Return to Headlines

BPS Students to Participate in 24/7 Respect Week

From February 11-15, Boston Public Schools (BPS) is holding its first-ever "24/7 Respect Week," an initiative to promote respectful behavior in-person and online for students in grades 6-12. Learn more in this letter BPS Interim Superintendent Laura Perille issued to students and families, along with tips and resources:

 

February 7, 2019

Dear Boston Public Schools Community:

 

The Boston Public Schools (BPS) is committed to ensuring a safe, welcoming, and inclusive environment for all students. That’s why we are launching “24/7 Respect Week,” an initiative from February 11-15 to promote respectful behavior in-person and online. With apps like Snapchat and Instagram as popular as ever, we ask that students, families, and staff join us in becoming role models for how to communicate verbally and digitally in a manner that is responsible and considerate of others.
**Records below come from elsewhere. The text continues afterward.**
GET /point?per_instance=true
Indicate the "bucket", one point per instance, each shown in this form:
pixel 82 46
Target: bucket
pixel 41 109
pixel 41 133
During 24/7 Respect Week, students in grades 6-12 will learn how to engage in inclusive and thoughtful interactions with their peers, whether in person, by text, or online, reinforcing how young people can communicate in ways that are supportive and affirming. We hope 24/7 Respect Week will prompt parents and guardians to speak with their children about their texting and social media habits, and spur dialogue about how to stay safe and respectful 24/7, 365 days a year.

As our digital world continues to grow, it has become all too common for young people to send or receive inappropriate messages or posts that could result in lasting harm, and may even violate the law. This type of behavior can include bullying, sexual harassment or misconduct, or racist messages. All of these behaviors are examples of bias-based conduct, which is prohibited in the Boston Public Schools and in many cases could violate the law. Such conduct, even if it occurs off school property or outside school hours, is prohibited by BPS because it would likely impact the learning or work environment.

During 24/7 Respect Week, middle and high school students will watch a video called “Stay Out of the Box” produced by students in the Boston Student Advisory Council in partnership with the BPS Office of Equity, and participate in classroom discussion to better understand how bias-based behavior can be harmful to others. Additionally, the district is supporting teachers with lesson plans and resources, including a new web page on bostonpublicschools.org with tips on how to stay safe and respectful when interacting electronically with peers and how to check for consent before making physical contact with others. You can find many of these resources outlined on the second page of this letter.

If you are the parent or guardian of a 4th or 5th grader, and might like to watch and discuss “Stay Out of the Box” with your child, you can preview it here to consider if it would be appropriate for your child:

[https://www.bostonpublicschools.org/internetsafety]

If your child is targeted with or in possession of bias-based, sexually explicit, or other offensive communication, please report this to a school administrator or the BPS Office of Equity (617-635-9650 or bpsequity@bostonpublicschools.org). It is everyone’s responsibility to join us in ensuring our young people’s well-being, and every student’s opportunity to flourish at school and beyond.

 

Sincerely,

Perille signature

Laura Perille

Interim Superintendent

 

 

 

24/7 Respect Week TIPS AND RESOURCES

 

Top Three Tips for students from the BPS 24/7 Respect Week Video, “Stay Out of the Box”:

 

  • Think before you speak, text, or post.

 

  • Ask yourself: Is it welcome, true, and kind?

 

  • Remember: Anyone can see what you post!






Use Social Media Responsibly: Common Sense Media (commonsensemedia.org) provides a wealth of resources to help young people thrive in a world of social media, the internet, texting, and other technology. Among its tips for social media users, the organization suggests:

 

  • Parents should visit the site or app's safety section with their child. Sometimes you can find these sections under "About Us," "Privacy Policy,” or “Settings.” Review the rules and find out how your child can report mean or inappropriate content.

 

  • Don’t add strangers as contacts. People aren't always who they say they are online. If someone you don't know communicates with you, do not respond, and tell a trusted adult.

 

  • Keep some information private, such as your name, address, school, and phone number.

 

  • No matter what app you use, anyone can see, share, or save your posts/messages. No App can provide 100% security and your posts/messages can be shared publicly.

 

Enable Security Settings on Apps:

 

 

  • Snapchat: Please note that the Snapchat app is particularly concerning. Because Snapchat automatically deletes photo, video, or text messages shortly after they are opened, young people may falsely assume Snapchat messages — particularly those containing bias-based, sexually explicit, or other offensive content — will be immediately destroyed. However, the message receiver can easily take a screenshot, and then share the harmful images, videos, or words as widely and frequently as they choose.